A large uterus exerts pressure on the descending aorta and vena cava inferior. The pressure in the vena cava inferior is very low, such that the vein can be fully compressed in the supine position in a cardiac arrest. For women beyond the 20th week of pregnancy, or when the fundal height surpasses the umbilicus, the uterus should be manually displaced to the woman’s left side (Figure 1). Additional offloading of the vena cava can be accomplished using a wedge board (or any hard material) to tilt the body 15 to 30° to the left. The supporting surface should be sufficiently rigid to ensure chest compressions remain effective. Although the empirical evidence supporting these interventions may be limited, they are consistently endorsed by expert panels.

In the event of unsuccessful resuscitation within a 4-minute window, an emergent cesarean section should be considered to optimize fetal outcomes. The gestational age should ideally exceed 20 weeks. If the gestational duration remains uncertain, the cesarean section should be pursued if the fundal height of the uterus reaches or surpasses the level of the umbilicus. The fetus should ideally be delivered within 5 minutes following the maternal cardiac arrest.

  • Within the context of pregnancy, hypovolemia and other etiologies of hypotension remain the predominant causes of cardiac arrest.
  • Should cardiac arrest occur postpartum, hemorrhage must be promptly considered as a differential, and immediate administration of 1 g intravenous tranexamic acid is recommended.

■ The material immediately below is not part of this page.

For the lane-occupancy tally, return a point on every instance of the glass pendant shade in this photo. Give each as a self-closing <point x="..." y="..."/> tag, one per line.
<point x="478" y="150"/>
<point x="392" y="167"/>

  • In circumstances of hypotension and hemorrhage, it is imperative to administer appropriate fluid or erythrocyte boluses to restore circulatory volume.
  • To ensure optimal oxygen delivery, high-flow oxygen therapy (100% FiO2) should be provided to maintain arterial oxygen saturation levels above 95%.
  • Given the young age of these patients and the typically short periods of no-flow and low-flow, the early consideration of extracorporeal membrane oxygenation (ECMO) is strongly advised.